India is on the top 10 list of countries to be hit by Petya ransomware attacks, with the country faring worst while zooming down to the Asia Pacific (APAC), cyber security firm Symantec said in a blog post. Globally, India took the 7th spot with less than 20 organisations being affected as per the company’s analysis.

As of now, only two companies in India have reported the infections. These include Maersk’s control terminal in India which is located at Jawaharlal Nehru Port Trust (JNPT). UK’s WPP Group, an advertising and publishing company were also affected by the global cyber attack and subsequently, the company’s India unit has also been affected.

Update: An Economic Times report said that a user named Giriraj Deshpandey, filed a complaint with Thane police station (Mumbai) claiming that his system was taken over by the Petya ransomware. The complaint was filed against “unknown people”.

Here is what other security firms and media reports point out:

Initial targets: As per an initial Windows Security report, the first attacks were seen in Ukraine with more than 12,500 systems being affected globally in 64 countries. Other initial counties affected include Belgium, Brazil, Germany, Russia and the US.

Europe was the “worst” hit: As per ESET, Ukraine took 75% of the global share in terms of Petya attacks. Followed by Germany (9.06%), Poland (5.81%), Serbia (2.87%), Greece (1.39%) among other European countries. Rest of the world took 2.94% share globally.
Target companies and organizations: As per this Wordfence report, Ukrainian state’s power generation unit, Antonov Aircraft (Ukraine’s military cargo) and Kiev (capital of Ukraine) airport were the first targets. Chernobyl nuclear plant was forced to monitor their radiation levels manually, after their Windows systems were infected. Other companies include Maersk, WPP Group, Modelez (makers of Orea and Toblerone), Netherlands based shipping company TNT, St. Gobain (construction), Merck (pharmaceutical), law firm DLA piper, Heritage Valley Health System in US (hospital).

How it stacks up against WannaCry: More than 200,000 users in 150 countries were affected by WannaCry initially. The total number of users hit shot up to 300,000 within 3 days. Most affected countries include UK, Russia, China, India, among others. WannaCry demanded a ransom of $600, while Petya demanded a ransom of $300. However, both the ransomware attacks are developed differently, and even targeted differently.

Do not pay the ransom: Researchers

As we pointed out yesterday, Petya is more than a cyber-attack or just any other ransomware attack. It was targetted specifically to weaken systems belonging to huge organisations and companies. The Symantec report confirms that a Windows exploit called ‘EternalBlue’, which was first revealed in the NSA leaks in April this year, was the mode of infection for both Petya and WannaCry. The first instance of the infection was found in MEDoc, a legitimate tax and accounting software. The corporate software is widely used in Europe. After infecting the first system, it simply spreads to other systems in the network. Once infected, Petya shuts off your normal booting mechanism and instead boots a command prompt window, asking users to send $300 to a bitcoin address and consequently sending a confirmation mail wowsmith123456@posteo.net with a unique identifier.

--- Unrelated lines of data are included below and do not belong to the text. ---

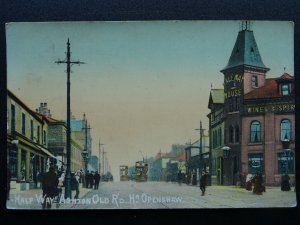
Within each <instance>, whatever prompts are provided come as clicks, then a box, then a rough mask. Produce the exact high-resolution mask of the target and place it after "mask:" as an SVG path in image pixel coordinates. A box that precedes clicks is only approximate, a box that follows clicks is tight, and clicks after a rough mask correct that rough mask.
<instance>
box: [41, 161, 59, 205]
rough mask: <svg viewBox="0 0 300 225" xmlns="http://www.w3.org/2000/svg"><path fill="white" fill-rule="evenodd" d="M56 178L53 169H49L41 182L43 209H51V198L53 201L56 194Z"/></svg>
mask: <svg viewBox="0 0 300 225" xmlns="http://www.w3.org/2000/svg"><path fill="white" fill-rule="evenodd" d="M57 185H58V177H57V174H56V173H55V169H54V167H52V166H51V167H50V168H49V171H48V172H47V173H46V174H45V176H44V178H43V180H42V188H43V198H44V199H43V204H42V206H43V209H45V208H48V209H50V208H51V198H52V199H53V198H54V197H55V196H56V195H57V194H58V193H57Z"/></svg>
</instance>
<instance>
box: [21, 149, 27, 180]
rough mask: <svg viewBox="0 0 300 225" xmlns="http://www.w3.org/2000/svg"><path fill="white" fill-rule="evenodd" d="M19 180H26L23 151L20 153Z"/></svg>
mask: <svg viewBox="0 0 300 225" xmlns="http://www.w3.org/2000/svg"><path fill="white" fill-rule="evenodd" d="M19 179H20V180H22V181H25V179H26V152H25V151H24V150H22V152H21V173H20V177H19Z"/></svg>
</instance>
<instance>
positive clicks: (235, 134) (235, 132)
mask: <svg viewBox="0 0 300 225" xmlns="http://www.w3.org/2000/svg"><path fill="white" fill-rule="evenodd" d="M235 142H237V143H238V142H240V128H239V126H236V127H235Z"/></svg>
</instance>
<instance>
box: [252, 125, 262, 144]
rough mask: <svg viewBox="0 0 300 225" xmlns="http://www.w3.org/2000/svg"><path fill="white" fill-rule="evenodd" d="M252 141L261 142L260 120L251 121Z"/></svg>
mask: <svg viewBox="0 0 300 225" xmlns="http://www.w3.org/2000/svg"><path fill="white" fill-rule="evenodd" d="M250 129H251V142H252V143H256V142H261V125H260V122H258V121H253V122H252V123H251V127H250Z"/></svg>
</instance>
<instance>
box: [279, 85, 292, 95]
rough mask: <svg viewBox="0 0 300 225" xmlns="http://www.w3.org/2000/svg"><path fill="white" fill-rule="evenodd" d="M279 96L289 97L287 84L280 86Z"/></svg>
mask: <svg viewBox="0 0 300 225" xmlns="http://www.w3.org/2000/svg"><path fill="white" fill-rule="evenodd" d="M281 94H282V95H290V85H289V84H282V85H281Z"/></svg>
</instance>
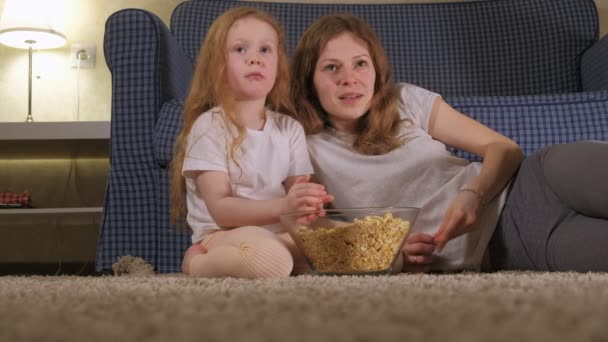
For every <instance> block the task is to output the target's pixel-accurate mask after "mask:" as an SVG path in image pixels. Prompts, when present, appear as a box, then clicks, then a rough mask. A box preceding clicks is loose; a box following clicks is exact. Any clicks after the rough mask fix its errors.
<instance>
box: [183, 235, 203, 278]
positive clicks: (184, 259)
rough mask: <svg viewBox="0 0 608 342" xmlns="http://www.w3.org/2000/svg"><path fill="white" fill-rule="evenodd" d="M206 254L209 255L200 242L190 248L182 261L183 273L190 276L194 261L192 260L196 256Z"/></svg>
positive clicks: (184, 254) (185, 253)
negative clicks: (194, 256)
mask: <svg viewBox="0 0 608 342" xmlns="http://www.w3.org/2000/svg"><path fill="white" fill-rule="evenodd" d="M205 253H207V249H206V248H205V247H203V246H202V245H201V243H200V242H199V243H195V244H194V245H192V246H190V247H189V248H188V250H187V251H186V253H185V254H184V258H183V259H182V273H186V274H190V262H191V261H192V258H194V256H196V255H199V254H205Z"/></svg>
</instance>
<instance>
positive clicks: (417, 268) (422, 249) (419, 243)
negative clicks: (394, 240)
mask: <svg viewBox="0 0 608 342" xmlns="http://www.w3.org/2000/svg"><path fill="white" fill-rule="evenodd" d="M434 251H435V243H434V241H433V237H432V236H431V235H428V234H423V233H413V234H411V235H410V236H408V238H407V240H405V244H404V245H403V249H402V252H403V271H405V272H412V273H417V272H428V270H429V264H430V263H432V262H433V252H434Z"/></svg>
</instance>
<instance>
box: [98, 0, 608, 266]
mask: <svg viewBox="0 0 608 342" xmlns="http://www.w3.org/2000/svg"><path fill="white" fill-rule="evenodd" d="M237 5H248V6H255V7H259V8H262V9H264V10H266V11H268V12H270V13H272V14H274V15H275V16H276V17H277V18H278V19H279V20H280V21H281V22H282V24H283V25H284V27H285V30H286V34H287V43H288V44H287V45H288V53H291V51H293V49H294V47H295V45H296V43H297V40H298V37H299V36H300V35H301V33H302V32H303V31H304V29H305V28H306V27H307V26H308V25H309V24H310V23H312V22H313V21H314V20H315V18H317V17H318V16H320V15H323V14H330V13H336V12H350V13H353V14H356V15H359V16H362V17H363V18H365V19H366V20H367V21H368V22H369V23H370V24H371V25H372V27H374V28H375V29H376V31H377V33H378V35H379V36H380V38H381V40H382V41H383V44H384V46H385V48H386V49H387V51H388V55H389V59H390V61H391V64H392V67H393V74H394V79H395V80H396V81H407V82H410V83H413V84H417V85H419V86H422V87H425V88H428V89H431V90H433V91H436V92H438V93H440V94H442V95H443V96H444V97H445V98H446V100H447V101H448V102H449V103H451V104H452V105H453V106H454V107H456V108H457V109H459V110H461V111H462V112H464V113H466V114H468V115H470V116H471V117H473V118H475V119H476V120H479V121H481V122H483V123H485V124H487V125H489V126H490V127H493V128H494V129H496V130H498V131H500V132H502V133H503V134H505V135H507V136H509V137H511V138H512V139H514V140H515V141H517V142H518V143H520V144H521V146H522V148H523V150H524V152H525V153H526V154H529V153H531V152H533V151H534V150H537V149H539V148H541V147H543V146H545V145H548V144H555V143H561V142H569V141H574V140H580V139H596V140H608V36H604V37H603V38H602V39H600V38H599V37H598V14H597V10H596V7H595V5H594V2H593V0H489V1H469V2H458V3H440V4H437V3H435V4H371V3H370V4H303V3H268V2H240V1H226V0H192V1H186V2H183V3H181V4H180V5H178V6H177V7H176V8H175V10H174V12H173V14H172V17H171V24H170V28H167V27H166V25H165V24H163V22H162V21H161V20H159V18H158V17H157V16H156V15H154V14H153V13H149V12H147V11H145V10H140V9H126V10H121V11H119V12H117V13H114V14H113V15H112V16H110V18H109V19H108V20H107V23H106V28H105V36H104V50H105V57H106V61H107V64H108V66H109V68H110V71H111V73H112V121H111V155H110V172H109V176H108V182H107V190H106V197H105V207H104V211H103V219H102V223H101V227H100V236H99V242H98V251H97V260H96V268H97V270H98V271H100V272H109V271H111V267H112V264H113V263H114V262H116V260H117V259H118V258H119V257H120V256H124V255H131V256H138V257H142V258H143V259H145V260H146V261H147V262H149V263H150V264H152V265H153V266H154V268H155V270H156V271H157V272H161V273H164V272H178V271H179V270H180V261H181V257H182V255H183V253H184V251H185V250H186V248H187V247H188V246H189V244H190V234H189V233H188V231H187V230H184V229H181V230H180V229H178V227H174V226H172V225H171V224H170V220H169V201H168V192H169V182H168V165H169V163H170V161H171V159H172V155H173V153H172V151H173V142H174V139H175V137H176V134H177V133H178V131H179V129H180V127H181V111H182V101H183V99H184V97H185V96H186V94H187V91H188V87H189V83H190V80H191V76H192V70H193V64H194V61H195V60H196V56H197V53H198V50H199V47H200V44H201V41H202V39H203V37H204V35H205V31H206V29H207V28H208V26H209V25H210V24H211V22H212V21H213V20H214V19H215V18H216V17H217V16H218V15H219V14H220V13H222V12H223V11H224V10H226V9H228V8H230V7H233V6H237ZM456 153H458V154H460V155H462V156H464V157H467V158H474V157H472V156H469V155H467V154H465V153H462V152H460V151H456ZM607 157H608V156H607Z"/></svg>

But researchers are now warning users asking them not to pay. According to this Motherboard report, Posteo, the German email provider had shut down the above account associated with the attackers. In many instances, machines infected with Petya were not able to decrypt files, even after the ransom payment was made to the original attacker via bitcoins, reports The Verge. A Bitcoin address associated with the attacker (tip: TheVerge) shows that as of 10:24 IST, 46 successful incoming transactions have been made, with the latest transaction being made yesterday at 16:34 GMT.

Image Credits: Symantec, and ESET.

Corrigendum: An earlier version of the story referred to 20 “organizations” as 20 “systems”; this error has now been corrected to read as “20 organizations in India”. We apologize for the error.